The purpose of this repository is to provide a Docker-based installation of tranSMART configured for the use in a project at the University Medical Center Göttingen. This repository is based on the work by Denny Verbeeck featured here at GitHub. Since TranSMART consists of multiple services, docker-compose
is used to build images for the different services and manage the links between them. Docker images are uploaded to UMG-MI@DockerHub. Apache is used to reverse proxy requests to the Tomcat server. This branch of the repository contains Transmart Foundation version 16.2-UMG
available at [GWDG-GitLab]https://gitlab.gwdg.de/medinf/AGITF/transmart (internal). A demo study Breast Cancer Desmedt GSE7390 is automatically uploaded into your new tranSMART by an auto-upload-process using transmart-batch (place STUDY.zip into /var/lib/docker/volumes/tm_umg_tm_opt/_data/data/incoming
or inside your running container). You can login with admin/admin into your fresh tranSMART installation.
Contact
Having problems or questions? Send us a mail to mi.translationaleforschung@med.uni-goettingen.de.
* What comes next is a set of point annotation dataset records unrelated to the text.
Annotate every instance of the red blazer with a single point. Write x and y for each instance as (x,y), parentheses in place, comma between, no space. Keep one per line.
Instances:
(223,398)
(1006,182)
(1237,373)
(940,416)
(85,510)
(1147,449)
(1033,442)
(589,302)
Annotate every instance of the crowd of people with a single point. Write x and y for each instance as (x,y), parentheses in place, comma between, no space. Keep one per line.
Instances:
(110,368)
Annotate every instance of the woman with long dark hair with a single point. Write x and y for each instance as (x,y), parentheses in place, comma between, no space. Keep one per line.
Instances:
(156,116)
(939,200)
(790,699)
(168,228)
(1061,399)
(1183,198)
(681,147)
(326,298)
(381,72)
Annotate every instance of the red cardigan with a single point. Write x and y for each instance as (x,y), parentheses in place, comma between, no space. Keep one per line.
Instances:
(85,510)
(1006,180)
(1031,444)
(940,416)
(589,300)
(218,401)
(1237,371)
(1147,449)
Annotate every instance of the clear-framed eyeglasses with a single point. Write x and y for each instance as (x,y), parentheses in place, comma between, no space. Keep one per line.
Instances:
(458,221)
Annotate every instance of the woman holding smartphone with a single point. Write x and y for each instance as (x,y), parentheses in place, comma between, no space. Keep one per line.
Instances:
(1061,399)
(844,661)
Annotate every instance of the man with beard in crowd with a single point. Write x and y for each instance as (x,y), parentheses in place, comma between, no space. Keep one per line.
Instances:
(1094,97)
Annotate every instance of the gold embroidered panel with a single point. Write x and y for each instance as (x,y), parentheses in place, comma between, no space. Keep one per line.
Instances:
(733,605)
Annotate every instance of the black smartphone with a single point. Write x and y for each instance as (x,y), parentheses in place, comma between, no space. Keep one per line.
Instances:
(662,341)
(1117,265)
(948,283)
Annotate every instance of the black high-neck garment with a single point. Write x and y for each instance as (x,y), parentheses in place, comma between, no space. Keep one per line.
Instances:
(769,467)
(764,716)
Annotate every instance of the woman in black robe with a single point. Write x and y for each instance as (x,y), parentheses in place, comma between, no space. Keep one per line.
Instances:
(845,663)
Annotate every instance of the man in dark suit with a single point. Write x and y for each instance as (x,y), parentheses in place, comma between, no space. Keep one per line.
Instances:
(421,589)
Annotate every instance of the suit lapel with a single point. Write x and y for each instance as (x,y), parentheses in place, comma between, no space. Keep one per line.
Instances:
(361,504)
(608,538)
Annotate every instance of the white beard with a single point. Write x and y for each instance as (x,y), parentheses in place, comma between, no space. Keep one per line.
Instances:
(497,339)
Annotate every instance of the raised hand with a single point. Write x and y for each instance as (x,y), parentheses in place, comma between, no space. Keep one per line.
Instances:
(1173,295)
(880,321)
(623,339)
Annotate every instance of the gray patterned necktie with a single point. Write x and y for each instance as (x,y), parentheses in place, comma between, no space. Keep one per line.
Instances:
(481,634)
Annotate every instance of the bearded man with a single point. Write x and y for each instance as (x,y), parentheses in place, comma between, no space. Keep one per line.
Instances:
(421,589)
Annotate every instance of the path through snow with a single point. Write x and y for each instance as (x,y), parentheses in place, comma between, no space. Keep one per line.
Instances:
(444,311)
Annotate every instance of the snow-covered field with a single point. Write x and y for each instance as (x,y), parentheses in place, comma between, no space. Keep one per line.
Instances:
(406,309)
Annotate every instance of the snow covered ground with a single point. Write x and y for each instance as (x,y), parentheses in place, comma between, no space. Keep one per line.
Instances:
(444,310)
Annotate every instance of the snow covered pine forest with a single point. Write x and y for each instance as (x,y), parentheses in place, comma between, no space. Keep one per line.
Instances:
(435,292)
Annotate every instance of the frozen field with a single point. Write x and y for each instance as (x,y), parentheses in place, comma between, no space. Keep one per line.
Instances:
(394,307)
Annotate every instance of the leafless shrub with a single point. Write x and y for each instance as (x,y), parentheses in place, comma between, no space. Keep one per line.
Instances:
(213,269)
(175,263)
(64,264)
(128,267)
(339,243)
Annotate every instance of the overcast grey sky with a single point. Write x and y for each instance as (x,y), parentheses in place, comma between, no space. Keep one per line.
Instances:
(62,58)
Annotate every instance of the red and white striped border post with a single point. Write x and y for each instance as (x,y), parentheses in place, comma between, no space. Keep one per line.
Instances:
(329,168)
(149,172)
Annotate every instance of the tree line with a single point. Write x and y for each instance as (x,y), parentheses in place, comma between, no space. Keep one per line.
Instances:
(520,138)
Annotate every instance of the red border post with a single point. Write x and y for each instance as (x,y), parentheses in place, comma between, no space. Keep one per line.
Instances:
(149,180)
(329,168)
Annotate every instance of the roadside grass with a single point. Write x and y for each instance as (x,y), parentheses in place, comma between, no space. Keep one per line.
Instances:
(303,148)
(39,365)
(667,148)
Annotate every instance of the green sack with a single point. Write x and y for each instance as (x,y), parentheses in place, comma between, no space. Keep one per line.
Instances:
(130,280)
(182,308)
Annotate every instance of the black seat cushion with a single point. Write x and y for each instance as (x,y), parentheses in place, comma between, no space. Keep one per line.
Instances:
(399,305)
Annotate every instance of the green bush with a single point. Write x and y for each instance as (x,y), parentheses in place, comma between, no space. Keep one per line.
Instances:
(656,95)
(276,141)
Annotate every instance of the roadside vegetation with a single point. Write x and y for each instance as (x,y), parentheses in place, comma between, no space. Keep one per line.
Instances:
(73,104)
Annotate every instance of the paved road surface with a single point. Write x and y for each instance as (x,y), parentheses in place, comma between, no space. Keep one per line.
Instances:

A short overview and an exercise with the included demo data can be found in this repository as tranSMART-exercise.pdf
.
Running a tranSMART server
Install docker and docker-compose to your local machine. Clone this repository to an easily accessible location on your server. There are a few configuration files to be modified before building the images.
Configuration
Open your ports
If you use CentOS, which is very afraid of it users, you have to open some ports before starting your server:
firewall-cmd --permanent --add-service=http
firewall-cmd --permanent --add-service=https
firewall-cmd --complete-reload
# check if http and https are open now
firewall-cmd --list-all
.env
Create a local copy of the env file to fill with individual passwords and other settings
cp .env_RENAME .env
You have to at least change the DOMAIN variable. Here is an explanation of all variables:
variable | standard | explanation |
---|---|---|
DOMAIN |
CHANGE_ME | the domain of the server (mandatory) |
POSTGRES_PASSWORD |
CHANGE_ME | come up with your unique password for the postgresql databases |
PROTOCOL |
http:// | either 'http://' or 'https//', start with http and then follow the enryption guide bellow |
ADMIN_MAIL |
NO_ADMIN_MAIL | set to mail adress of the server admin, it's displayed on the login screen |
LETS_ENCRYPT_EMAIL |
CHANGE_ME | optional for retrieving letsencrypt certificate, necessary to receive updates on expiring certificates |
GET_CURRENT_WAR |
false | choose true/false if the latest tranSMART build from our server should be used or the workig one provided in this repository |
WAR_BRANCH |
release-16.2-UMG | choose branch from https://gitlab.gwdg.de/medinf/AGITF/transmart/transmartApp |
Port 80/443, include SSL certificate (.crt & .key)
To just use port 80, change PROTOCOL variable (.env) to http://. (only available for tmweb, not tmwebletsencrypt) For port 443, change PROTOCOL to https://.
The tmwebletsencrypt container can be used if you don't have a certificate yet. tmweb has to be commented out (docker-compose.yml). Please consider letsencrypt limits, e.g. only 7 certificates can be retrieved for one domain per week.
If you already have a certificate (first line: -----BEGIN CERTIFICATE-----) and a private key (first line: -----BEGIN RSA PRIVATE KEY-----), e.g. from OpenSSL, or copied from tmwebletsencrypt container, you can include it this way:
- Copy the files (as server.crt, server.key) to transmart-web/certs/
- Uncomment tmweb instead of tmwebletsencrypt, if needed (docker-compose.yml)
Include LDAP
LDAP configuration has to be added in transmart-app/Config.groovy (search for TODO). An example can be found at https://github.com/transmart/transmartApp-Config/blob/master/Config.groovy. After docker-compose build it can be changed in the respective tmapp volume.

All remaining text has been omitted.